I was tempted. So fucking tempted. That was the problem.

I didn’t trust myself around Stella. I’d already broken too many rules for her, and staying with her overnight would cross the invisible line I’d drawn for myself.

It was always a dance for me, staying close enough to sate the beast inside me and staying far enough so I was never out of control. A constant war between want and preservation.

However, I’d come down to…not apologize, necessarily, since I didn’t do apologies…but to set things right between us.

When she didn’t answer, I thought she was in the shower, but the longer I waited with no response, the more my mind conjured all sorts of scenarios—of Stella injuring herself, of an intruder who somehow made it past the Mirage’s airtight security and into her house.

I’d never felt the sort of panic that’d consumed me when I thought something had happened to her, and that was not fucking okay.

She was already a weak spot for me; I couldn’t afford for that spot to grow.

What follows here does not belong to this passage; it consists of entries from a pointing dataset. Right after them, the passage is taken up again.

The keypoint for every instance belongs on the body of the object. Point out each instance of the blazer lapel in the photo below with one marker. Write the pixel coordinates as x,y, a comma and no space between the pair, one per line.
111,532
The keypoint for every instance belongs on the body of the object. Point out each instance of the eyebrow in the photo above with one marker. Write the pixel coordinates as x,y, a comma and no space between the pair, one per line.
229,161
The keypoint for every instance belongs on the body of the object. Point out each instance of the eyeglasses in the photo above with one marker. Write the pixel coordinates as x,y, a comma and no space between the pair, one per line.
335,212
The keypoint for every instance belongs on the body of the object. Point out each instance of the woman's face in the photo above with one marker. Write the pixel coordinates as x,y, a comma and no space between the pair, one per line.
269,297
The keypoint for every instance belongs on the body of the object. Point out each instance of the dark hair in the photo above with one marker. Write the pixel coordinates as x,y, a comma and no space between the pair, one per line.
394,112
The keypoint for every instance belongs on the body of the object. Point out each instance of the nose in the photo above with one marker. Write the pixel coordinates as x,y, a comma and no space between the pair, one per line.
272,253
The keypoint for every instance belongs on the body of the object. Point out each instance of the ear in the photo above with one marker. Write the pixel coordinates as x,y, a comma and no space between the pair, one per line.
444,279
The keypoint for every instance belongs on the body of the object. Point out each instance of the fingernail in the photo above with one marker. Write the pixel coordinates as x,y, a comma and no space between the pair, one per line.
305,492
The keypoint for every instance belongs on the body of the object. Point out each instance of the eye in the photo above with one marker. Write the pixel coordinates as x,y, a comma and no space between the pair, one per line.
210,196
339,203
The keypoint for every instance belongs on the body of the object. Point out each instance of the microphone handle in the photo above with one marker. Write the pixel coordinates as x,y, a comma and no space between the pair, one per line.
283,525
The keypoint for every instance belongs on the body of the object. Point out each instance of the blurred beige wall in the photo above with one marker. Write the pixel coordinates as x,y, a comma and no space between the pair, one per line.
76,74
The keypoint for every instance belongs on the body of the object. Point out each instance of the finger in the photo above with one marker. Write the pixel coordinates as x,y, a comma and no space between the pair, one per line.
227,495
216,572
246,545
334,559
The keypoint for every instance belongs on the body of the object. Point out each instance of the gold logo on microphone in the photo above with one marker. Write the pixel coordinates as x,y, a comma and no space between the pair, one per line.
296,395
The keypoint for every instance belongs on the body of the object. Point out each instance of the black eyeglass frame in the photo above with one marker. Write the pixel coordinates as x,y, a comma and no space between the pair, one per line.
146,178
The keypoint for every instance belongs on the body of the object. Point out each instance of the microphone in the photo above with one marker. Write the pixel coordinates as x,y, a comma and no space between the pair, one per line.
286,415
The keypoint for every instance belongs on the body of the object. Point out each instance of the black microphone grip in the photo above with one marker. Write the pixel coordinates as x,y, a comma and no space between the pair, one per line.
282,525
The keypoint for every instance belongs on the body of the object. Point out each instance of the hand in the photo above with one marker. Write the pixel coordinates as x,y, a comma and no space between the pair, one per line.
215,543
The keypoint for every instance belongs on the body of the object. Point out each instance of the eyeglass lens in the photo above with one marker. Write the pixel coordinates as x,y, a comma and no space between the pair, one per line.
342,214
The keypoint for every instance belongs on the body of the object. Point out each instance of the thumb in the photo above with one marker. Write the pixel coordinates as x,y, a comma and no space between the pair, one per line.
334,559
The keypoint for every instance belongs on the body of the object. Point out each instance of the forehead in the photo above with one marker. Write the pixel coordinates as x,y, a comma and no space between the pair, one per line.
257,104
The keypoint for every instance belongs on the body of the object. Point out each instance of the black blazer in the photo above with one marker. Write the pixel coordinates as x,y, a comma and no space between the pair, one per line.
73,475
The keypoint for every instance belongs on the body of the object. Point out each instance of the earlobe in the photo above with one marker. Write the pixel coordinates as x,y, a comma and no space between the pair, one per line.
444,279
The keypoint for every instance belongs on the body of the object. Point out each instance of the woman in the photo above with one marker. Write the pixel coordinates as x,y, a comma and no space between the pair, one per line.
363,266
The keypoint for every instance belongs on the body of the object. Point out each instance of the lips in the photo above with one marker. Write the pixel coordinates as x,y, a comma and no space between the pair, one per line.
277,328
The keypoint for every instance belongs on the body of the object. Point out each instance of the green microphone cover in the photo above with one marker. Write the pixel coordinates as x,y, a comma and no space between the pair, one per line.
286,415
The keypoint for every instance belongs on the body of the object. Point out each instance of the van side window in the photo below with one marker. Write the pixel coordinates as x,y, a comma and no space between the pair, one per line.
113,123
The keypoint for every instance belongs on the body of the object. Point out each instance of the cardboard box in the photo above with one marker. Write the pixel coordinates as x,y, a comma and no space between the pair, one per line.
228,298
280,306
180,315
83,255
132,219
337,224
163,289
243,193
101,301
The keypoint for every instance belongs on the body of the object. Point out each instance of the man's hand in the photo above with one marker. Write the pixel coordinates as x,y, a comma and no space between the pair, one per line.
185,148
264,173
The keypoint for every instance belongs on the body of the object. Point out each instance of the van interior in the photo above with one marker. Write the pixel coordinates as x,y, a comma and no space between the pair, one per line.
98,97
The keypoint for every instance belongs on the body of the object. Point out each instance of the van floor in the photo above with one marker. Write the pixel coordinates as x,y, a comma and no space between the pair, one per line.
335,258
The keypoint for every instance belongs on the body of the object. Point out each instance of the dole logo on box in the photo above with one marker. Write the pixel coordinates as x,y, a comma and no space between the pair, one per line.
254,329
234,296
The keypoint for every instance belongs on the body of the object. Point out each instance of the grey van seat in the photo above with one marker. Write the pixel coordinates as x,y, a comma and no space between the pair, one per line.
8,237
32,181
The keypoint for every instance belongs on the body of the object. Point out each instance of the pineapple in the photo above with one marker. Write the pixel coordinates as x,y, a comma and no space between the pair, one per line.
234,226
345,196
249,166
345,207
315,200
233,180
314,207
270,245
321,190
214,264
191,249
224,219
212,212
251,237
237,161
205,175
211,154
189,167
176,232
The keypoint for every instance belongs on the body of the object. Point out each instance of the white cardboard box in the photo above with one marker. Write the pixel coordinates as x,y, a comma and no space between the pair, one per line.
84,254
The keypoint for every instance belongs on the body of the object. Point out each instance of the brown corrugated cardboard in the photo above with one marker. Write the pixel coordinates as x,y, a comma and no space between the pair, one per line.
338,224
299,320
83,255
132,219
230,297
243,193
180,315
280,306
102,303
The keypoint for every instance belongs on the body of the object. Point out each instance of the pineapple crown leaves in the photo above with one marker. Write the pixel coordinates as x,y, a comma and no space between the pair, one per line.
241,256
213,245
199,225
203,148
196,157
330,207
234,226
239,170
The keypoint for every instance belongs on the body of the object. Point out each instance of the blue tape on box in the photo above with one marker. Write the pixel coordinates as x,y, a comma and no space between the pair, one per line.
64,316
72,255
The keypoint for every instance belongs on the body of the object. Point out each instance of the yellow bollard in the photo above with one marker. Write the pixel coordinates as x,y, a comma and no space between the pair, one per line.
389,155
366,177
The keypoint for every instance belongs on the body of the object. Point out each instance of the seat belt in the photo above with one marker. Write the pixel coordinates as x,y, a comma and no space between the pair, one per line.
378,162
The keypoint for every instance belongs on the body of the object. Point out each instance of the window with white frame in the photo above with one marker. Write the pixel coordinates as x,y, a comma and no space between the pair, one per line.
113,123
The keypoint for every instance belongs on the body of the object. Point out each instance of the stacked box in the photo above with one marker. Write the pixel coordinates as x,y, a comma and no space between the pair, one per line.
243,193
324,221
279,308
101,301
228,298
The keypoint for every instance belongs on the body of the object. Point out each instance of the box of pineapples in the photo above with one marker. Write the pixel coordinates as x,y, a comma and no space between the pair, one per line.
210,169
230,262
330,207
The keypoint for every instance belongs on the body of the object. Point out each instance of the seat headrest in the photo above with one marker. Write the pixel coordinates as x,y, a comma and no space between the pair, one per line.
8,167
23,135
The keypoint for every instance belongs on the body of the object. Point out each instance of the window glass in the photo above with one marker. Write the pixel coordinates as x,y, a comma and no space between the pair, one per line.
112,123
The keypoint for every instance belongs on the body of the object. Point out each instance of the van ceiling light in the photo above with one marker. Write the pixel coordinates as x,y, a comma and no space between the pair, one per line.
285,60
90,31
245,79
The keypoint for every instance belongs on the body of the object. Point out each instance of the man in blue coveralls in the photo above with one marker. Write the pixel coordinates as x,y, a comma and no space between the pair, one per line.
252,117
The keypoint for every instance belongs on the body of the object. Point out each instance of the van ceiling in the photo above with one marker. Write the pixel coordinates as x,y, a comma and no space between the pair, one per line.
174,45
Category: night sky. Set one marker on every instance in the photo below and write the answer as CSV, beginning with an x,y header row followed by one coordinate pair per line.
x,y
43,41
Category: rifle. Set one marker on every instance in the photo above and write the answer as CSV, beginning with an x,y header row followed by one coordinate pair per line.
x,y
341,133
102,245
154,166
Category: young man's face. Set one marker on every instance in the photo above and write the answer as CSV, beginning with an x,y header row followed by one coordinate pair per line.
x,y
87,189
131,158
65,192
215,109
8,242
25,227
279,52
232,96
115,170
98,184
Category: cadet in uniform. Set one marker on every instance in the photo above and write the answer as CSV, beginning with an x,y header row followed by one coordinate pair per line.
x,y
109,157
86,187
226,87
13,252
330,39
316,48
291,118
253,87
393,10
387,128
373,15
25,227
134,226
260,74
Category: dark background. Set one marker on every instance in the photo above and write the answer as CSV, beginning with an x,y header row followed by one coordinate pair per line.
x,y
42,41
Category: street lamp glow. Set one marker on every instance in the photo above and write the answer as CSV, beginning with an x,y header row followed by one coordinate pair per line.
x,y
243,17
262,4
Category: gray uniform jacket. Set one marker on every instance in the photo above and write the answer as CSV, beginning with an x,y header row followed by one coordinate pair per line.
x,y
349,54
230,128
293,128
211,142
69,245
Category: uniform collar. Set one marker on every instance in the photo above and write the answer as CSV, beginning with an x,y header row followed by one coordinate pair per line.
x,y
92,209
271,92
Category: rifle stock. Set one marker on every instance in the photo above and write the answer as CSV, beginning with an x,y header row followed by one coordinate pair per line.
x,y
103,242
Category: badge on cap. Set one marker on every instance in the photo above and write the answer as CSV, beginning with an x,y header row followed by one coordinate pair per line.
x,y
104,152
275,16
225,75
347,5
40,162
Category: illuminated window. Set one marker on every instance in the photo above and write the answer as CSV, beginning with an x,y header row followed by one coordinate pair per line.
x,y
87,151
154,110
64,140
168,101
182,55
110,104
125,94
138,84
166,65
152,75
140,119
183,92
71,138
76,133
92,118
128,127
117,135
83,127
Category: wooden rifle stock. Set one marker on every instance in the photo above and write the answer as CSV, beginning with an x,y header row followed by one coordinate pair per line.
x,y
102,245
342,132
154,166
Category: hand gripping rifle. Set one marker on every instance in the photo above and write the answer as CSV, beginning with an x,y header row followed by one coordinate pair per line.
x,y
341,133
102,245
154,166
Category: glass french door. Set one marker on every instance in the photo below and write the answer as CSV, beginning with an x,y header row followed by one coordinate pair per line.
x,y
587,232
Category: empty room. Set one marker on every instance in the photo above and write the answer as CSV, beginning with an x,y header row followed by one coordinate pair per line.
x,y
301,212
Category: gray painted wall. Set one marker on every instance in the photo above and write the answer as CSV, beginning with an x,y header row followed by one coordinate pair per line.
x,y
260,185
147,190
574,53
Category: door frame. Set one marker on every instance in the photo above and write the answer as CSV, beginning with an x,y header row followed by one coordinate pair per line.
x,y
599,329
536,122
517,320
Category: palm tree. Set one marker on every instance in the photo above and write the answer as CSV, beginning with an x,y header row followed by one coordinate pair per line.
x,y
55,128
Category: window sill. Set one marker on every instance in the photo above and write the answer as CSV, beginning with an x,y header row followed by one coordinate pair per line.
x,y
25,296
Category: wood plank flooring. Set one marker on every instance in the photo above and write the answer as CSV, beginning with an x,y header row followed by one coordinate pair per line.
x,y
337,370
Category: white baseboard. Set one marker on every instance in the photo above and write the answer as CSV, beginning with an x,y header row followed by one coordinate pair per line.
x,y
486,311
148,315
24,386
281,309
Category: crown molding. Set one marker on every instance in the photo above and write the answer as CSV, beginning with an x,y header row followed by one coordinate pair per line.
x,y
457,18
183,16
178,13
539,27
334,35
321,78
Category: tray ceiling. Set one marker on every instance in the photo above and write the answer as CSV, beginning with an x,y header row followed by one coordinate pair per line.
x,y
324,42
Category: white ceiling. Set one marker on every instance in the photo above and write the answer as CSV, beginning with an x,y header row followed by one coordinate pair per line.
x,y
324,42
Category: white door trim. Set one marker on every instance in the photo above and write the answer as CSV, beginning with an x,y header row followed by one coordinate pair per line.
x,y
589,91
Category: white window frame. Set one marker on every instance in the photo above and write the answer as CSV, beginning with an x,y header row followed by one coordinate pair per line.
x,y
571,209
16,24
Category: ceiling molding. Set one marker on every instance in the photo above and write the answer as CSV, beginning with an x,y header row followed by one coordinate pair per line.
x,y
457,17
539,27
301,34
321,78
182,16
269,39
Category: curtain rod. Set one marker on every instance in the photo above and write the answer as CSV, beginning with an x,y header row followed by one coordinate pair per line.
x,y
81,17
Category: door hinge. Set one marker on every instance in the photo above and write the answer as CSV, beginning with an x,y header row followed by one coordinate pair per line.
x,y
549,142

“I separate my business and personal lives. This is business.” I responded to Kage in a clipped tone. My stare burned the air between us. “Touch her for any reason other than to save her life, and you die.”

I didn’t care how long Kage and I had been friends.

No one touched her except me.

His face twisted into a scowl. “Give me more credit than that.”

He hadn’t been happy when I’d pulled him away from the woman he’d brought home, but he showed up as I knew he would. I didn’t trust anyone else to look after Stella tonight, not even myself.

“Text me updates every hour. I don’t care if it’s four in the goddamn morning. I want those check-ins.”

That was as close to staying with her as I would allow myself.

Kage sighed. “You got it.”

I cast one last glance at Stella’s bedroom door.

Every cell in my body screamed for me not to leave. I despised the idea that Kage was watching her instead of me.

When he’d called her darlin’ and she’d smiled at him, I’d come close to losing my best employee at my own hands.

In a rare moment of weakness, I’d used our fake dating arrangement to get closer to her, but a part of me had secretly hoped it would shatter the mystery and end my fixation with her.

Instead, it was doing the opposite. The more time I spent with Stella, the more I wanted to be around her. To let her into places I’d never shown anyone.

It was unacceptable.

I brushed past Kage, took the elevator up to my penthouse, and went straight to the bar.

The lights of D.C. glittered like a carpet of stars outside the floor-to-ceiling windows, but I couldn’t appreciate the sight. I was too wound up.

If anything had happened to Stella…

Ice spread through my veins.

I filled my glass with a heavier than usual pour.

Sat.

And waited for the first text from Kage.